Read Dog Will Have His Day Online

Authors: Fred Vargas

Tags: #Fiction, #Crime, #Mystery & Detective, #General

Dog Will Have His Day (13 page)

‘Louis Kehlweiler? To what do I owe the honour?’

Michel Chevalier was smiling, but not all that much. Louis was used to this. An unexpected visit by an emissary from the Ministry of the Interior never put elected politicians at their ease, whoever they were. Apparently Chevalier wasn’t aware that Louis’d been dismissed, or else his dismissal was not enough to reassure him.

‘Nothing to worry about.’

‘I’d like to believe you. You couldn’t hide a pin in Port-Nicolas. Too small.’

The mayor sighed. He must be bored stiff in his office here. Nothing to hide and not much to get involved in.

‘Well, then?’ the mayor went on.

‘Port-Nicolas may be small, but it scatters its belongings. I’ve brought you something that might come from down here, something I found in Paris.’
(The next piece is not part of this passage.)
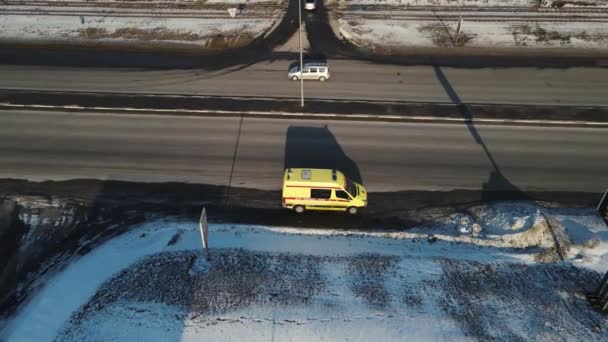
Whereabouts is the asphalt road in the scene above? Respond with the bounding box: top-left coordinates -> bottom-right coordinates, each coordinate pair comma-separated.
0,60 -> 608,106
0,111 -> 608,192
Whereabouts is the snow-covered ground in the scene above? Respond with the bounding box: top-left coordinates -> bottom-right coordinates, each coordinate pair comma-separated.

Chevalier had large blue eyes which he couldn’t narrow, but that’s what he was trying to do.

‘I’ll show you,’ said Louis.

He fumbled in the pocket of his jacket, and his hand encountered the bumpy skin of Bufo, who was snoozing there. Shit. He had brought him out for a walk this morning to the
calvaire
and had forgotten to drop him off at the hotel. It certainly wasn’t the moment to bring Bufo out, since the mayor’s sagging face was already looking anxious. He found the screw of newspaper under Bufo’s belly: his toad had no respect for exhibits in a case, and had snuggled down on top of it.

‘It’s this little thing,’ said Louis finally, putting the fragile piece of bone on Chevalier’s wooden table. ‘It bothers me enough to have brought me all the way to you. But I hope it may be a big fuss about nothing.’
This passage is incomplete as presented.